|
|
Creating this issue to spec out language tagging requirements.
The feature would allow some way of specifying the language of the block so
that it can be tokenized and highlighted appropriately.
CURRENTLY
=========
There are 2 lexers: one for C-style languages, and one for markup languages.
The C-style lexer does a decent job on some of the most commonly used
languages (incl. python and bash, but excl. lisps and basics), and the
markup one handles XML, HTML, and various HTML-like templating languages.
The current lexing scheme allows descent into tokens with a different lexer.
REASONS FOR
===========
We do not handle other languages, notably VB, Perl, OCAML. And cannot
without significant work. Determining the language of a snippet is hard to
do, and if we do it wrong it would make the library less reliable/useful
for those languages it currently supports.
The keyword list for C-style languages is a union of the keywords from all
the languages I've tested with. It misidentifies as keywords some tokens,
e.g. "template", that are not keywords in many languages.
Some languages (java) have consistently observed naming conventions that
distinguish types, fields, locals, and constants. Those conflict with
common naming conventions in e.g. C++.
REASONS AGAINST
===============
(1) Bloats code. Due to lists of keywords and code for languages not used.

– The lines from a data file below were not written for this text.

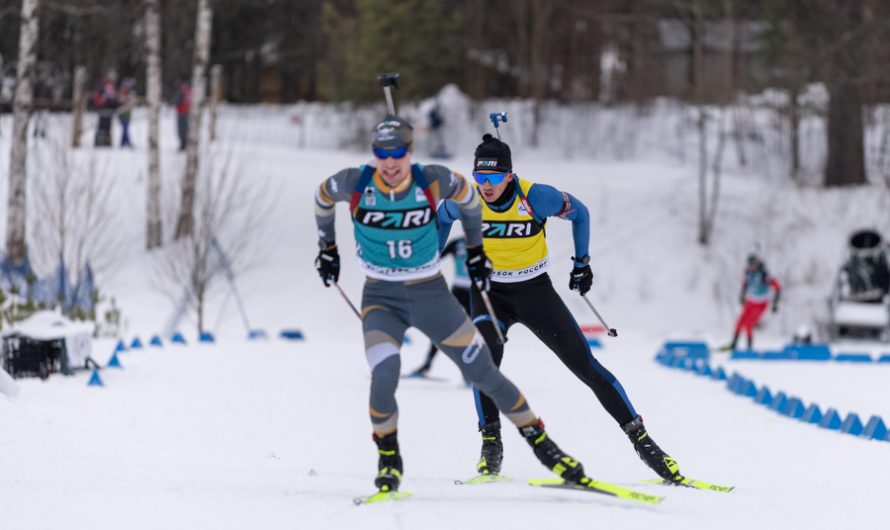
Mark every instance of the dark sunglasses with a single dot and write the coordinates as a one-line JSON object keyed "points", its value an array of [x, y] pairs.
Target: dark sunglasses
{"points": [[394, 152], [493, 178]]}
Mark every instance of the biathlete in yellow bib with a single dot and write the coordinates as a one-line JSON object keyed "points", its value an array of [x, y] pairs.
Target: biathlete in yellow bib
{"points": [[514, 212]]}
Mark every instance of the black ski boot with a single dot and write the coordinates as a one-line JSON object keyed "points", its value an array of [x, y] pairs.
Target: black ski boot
{"points": [[649, 452], [390, 463], [551, 455], [492, 449]]}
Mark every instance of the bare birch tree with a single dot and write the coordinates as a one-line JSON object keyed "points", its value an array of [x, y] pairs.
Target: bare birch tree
{"points": [[77, 218], [185, 223], [153, 94], [227, 232], [78, 104], [23, 102]]}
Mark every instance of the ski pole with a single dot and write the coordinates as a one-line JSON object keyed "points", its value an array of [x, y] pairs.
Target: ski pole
{"points": [[494, 318], [389, 81], [612, 332], [351, 306]]}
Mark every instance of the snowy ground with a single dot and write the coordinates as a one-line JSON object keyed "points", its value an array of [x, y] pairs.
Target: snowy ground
{"points": [[275, 434]]}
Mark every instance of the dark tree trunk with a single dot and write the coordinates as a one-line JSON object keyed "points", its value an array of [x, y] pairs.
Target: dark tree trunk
{"points": [[846, 149]]}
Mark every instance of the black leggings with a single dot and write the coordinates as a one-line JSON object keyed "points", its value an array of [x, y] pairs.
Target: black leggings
{"points": [[535, 304]]}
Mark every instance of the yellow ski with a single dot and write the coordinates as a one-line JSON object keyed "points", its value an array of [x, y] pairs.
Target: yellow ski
{"points": [[483, 479], [692, 483], [382, 496], [595, 486]]}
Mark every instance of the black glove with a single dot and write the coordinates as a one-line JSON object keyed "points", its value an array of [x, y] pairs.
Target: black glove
{"points": [[479, 268], [581, 278], [328, 265]]}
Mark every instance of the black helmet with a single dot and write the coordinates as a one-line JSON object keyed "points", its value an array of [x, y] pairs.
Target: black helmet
{"points": [[392, 132]]}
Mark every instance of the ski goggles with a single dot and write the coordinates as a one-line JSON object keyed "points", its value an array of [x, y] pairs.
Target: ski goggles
{"points": [[493, 178], [395, 152]]}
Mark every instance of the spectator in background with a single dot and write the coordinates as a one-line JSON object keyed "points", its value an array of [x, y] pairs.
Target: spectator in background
{"points": [[126, 96], [105, 101], [755, 298], [183, 101]]}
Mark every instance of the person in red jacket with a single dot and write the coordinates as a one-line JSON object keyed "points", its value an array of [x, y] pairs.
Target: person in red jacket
{"points": [[183, 101], [755, 297]]}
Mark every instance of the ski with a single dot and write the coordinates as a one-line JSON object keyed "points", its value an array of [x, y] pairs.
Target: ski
{"points": [[595, 486], [692, 483], [483, 479], [382, 496], [432, 378]]}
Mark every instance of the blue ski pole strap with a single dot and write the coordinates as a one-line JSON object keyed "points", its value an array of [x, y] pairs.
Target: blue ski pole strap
{"points": [[420, 179], [541, 221]]}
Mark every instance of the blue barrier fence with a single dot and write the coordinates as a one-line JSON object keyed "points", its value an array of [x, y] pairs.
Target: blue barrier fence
{"points": [[803, 352], [694, 357]]}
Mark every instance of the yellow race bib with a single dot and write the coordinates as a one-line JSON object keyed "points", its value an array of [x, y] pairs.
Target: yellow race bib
{"points": [[514, 240]]}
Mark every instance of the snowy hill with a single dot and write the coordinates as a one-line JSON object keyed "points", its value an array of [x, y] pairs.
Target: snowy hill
{"points": [[275, 434]]}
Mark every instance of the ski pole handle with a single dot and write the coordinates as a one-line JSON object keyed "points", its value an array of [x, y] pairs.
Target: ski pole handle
{"points": [[494, 318], [497, 117], [612, 332], [389, 81], [351, 306]]}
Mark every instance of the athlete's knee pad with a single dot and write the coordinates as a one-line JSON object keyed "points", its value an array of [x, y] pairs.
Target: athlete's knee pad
{"points": [[384, 381]]}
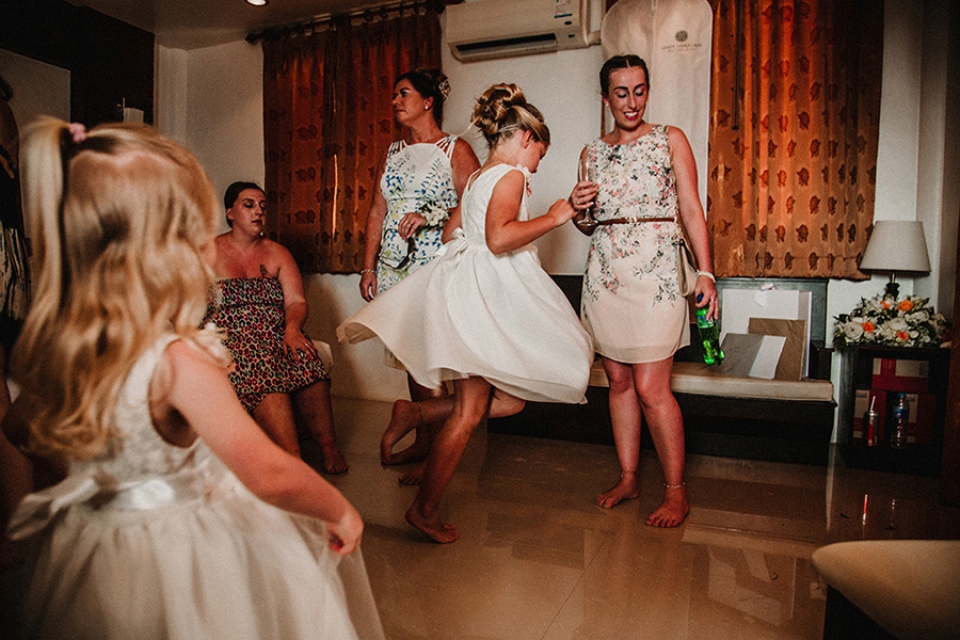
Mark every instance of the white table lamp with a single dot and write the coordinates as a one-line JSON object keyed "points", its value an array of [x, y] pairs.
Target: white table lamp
{"points": [[896, 246]]}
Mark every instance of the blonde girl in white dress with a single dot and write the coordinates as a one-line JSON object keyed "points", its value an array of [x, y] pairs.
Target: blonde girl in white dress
{"points": [[177, 517], [484, 314]]}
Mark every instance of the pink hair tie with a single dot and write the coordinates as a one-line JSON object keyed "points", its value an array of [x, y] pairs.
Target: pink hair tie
{"points": [[78, 132]]}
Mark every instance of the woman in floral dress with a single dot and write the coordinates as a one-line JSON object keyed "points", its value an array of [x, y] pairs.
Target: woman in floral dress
{"points": [[262, 308], [644, 179], [421, 180]]}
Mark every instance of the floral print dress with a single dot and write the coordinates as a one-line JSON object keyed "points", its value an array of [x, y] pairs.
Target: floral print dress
{"points": [[251, 313], [417, 178], [630, 303]]}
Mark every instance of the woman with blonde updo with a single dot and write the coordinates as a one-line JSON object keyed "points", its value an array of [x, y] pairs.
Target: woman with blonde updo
{"points": [[484, 314]]}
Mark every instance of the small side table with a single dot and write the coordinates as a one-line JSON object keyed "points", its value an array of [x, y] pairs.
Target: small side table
{"points": [[856, 372]]}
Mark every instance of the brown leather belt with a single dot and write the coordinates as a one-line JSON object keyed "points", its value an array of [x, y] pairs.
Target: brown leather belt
{"points": [[634, 220]]}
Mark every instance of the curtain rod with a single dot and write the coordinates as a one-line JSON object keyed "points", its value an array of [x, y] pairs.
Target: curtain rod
{"points": [[382, 11]]}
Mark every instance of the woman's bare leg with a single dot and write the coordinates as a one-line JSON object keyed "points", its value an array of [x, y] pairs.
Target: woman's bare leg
{"points": [[401, 426], [665, 421], [315, 409], [471, 403], [274, 414], [625, 418], [435, 411]]}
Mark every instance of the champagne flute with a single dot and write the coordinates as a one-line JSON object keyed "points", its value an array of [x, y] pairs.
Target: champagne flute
{"points": [[586, 172]]}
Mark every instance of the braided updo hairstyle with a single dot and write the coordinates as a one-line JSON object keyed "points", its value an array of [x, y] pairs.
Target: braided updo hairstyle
{"points": [[503, 110]]}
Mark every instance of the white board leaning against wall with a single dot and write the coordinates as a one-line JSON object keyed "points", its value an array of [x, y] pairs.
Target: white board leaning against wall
{"points": [[674, 37]]}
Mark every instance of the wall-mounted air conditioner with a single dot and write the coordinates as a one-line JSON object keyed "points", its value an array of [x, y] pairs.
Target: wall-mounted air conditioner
{"points": [[484, 29]]}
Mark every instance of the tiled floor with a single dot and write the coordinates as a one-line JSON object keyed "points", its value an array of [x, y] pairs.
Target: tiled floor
{"points": [[538, 560]]}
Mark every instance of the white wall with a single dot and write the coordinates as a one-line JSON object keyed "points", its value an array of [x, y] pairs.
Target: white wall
{"points": [[916, 176], [39, 89]]}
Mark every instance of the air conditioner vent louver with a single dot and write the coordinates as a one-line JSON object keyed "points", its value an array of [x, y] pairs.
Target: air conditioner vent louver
{"points": [[486, 29]]}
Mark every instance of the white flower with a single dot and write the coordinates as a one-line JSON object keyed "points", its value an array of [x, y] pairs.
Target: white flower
{"points": [[898, 324], [853, 330]]}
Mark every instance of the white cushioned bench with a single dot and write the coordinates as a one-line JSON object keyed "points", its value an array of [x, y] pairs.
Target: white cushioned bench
{"points": [[778, 420], [697, 378]]}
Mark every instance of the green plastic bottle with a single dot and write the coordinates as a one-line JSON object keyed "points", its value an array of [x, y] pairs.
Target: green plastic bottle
{"points": [[710, 336]]}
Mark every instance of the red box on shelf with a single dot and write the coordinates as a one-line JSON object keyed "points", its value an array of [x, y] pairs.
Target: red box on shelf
{"points": [[920, 425], [900, 374]]}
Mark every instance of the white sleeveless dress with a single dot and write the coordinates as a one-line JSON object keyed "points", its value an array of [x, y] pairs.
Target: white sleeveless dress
{"points": [[471, 313], [150, 541]]}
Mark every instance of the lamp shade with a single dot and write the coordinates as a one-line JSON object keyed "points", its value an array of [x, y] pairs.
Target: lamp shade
{"points": [[896, 245]]}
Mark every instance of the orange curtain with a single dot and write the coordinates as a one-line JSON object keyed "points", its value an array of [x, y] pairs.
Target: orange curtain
{"points": [[794, 127], [328, 120]]}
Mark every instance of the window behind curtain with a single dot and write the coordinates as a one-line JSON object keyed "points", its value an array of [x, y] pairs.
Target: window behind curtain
{"points": [[328, 121], [794, 128]]}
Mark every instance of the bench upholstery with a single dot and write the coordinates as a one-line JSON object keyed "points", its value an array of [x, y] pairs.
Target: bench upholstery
{"points": [[783, 421]]}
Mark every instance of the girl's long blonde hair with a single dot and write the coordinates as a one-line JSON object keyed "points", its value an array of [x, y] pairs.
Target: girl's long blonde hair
{"points": [[119, 221]]}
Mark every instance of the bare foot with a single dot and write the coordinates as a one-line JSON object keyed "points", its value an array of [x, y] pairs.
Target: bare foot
{"points": [[414, 476], [627, 488], [672, 510], [404, 418], [333, 460], [432, 526]]}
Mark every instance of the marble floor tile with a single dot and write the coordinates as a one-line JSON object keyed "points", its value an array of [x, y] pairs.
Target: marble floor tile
{"points": [[538, 560]]}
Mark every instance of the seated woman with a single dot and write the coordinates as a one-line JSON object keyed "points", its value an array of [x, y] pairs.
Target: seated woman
{"points": [[262, 308]]}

Could be mitigated by some kind of inheritance of definitions, or by
splitting into files.
(2) Complexity of install. Mitigating (1) by splitting into multiple files
would make it harder to install. Currently there is only one file to deal
with.
(3) Complexity of use. Currently the API is very simple. Could mitigate
by falling back to the existing behavior if no lang specified.
GOAL
====
Provide optional language tagging without bloating code. Preference is
given to simplicity of use, so we will retain the one file to install property.
DESIGN
======
The current scheme is complicated by the fact that we highlight around
tags, so that if the source includes links around class names, those are
preserved in the prettified output.
Instead of preserving those in stream as first-class tokens, we will
extract those out, keeping their position in the original stream so they
can be reinserted later.
This will let us eliminate the current state machines which take a lot of
code, in favor of regular expressions.
We can inherit keyword lists by using one keyword list as the prototype of
another.
|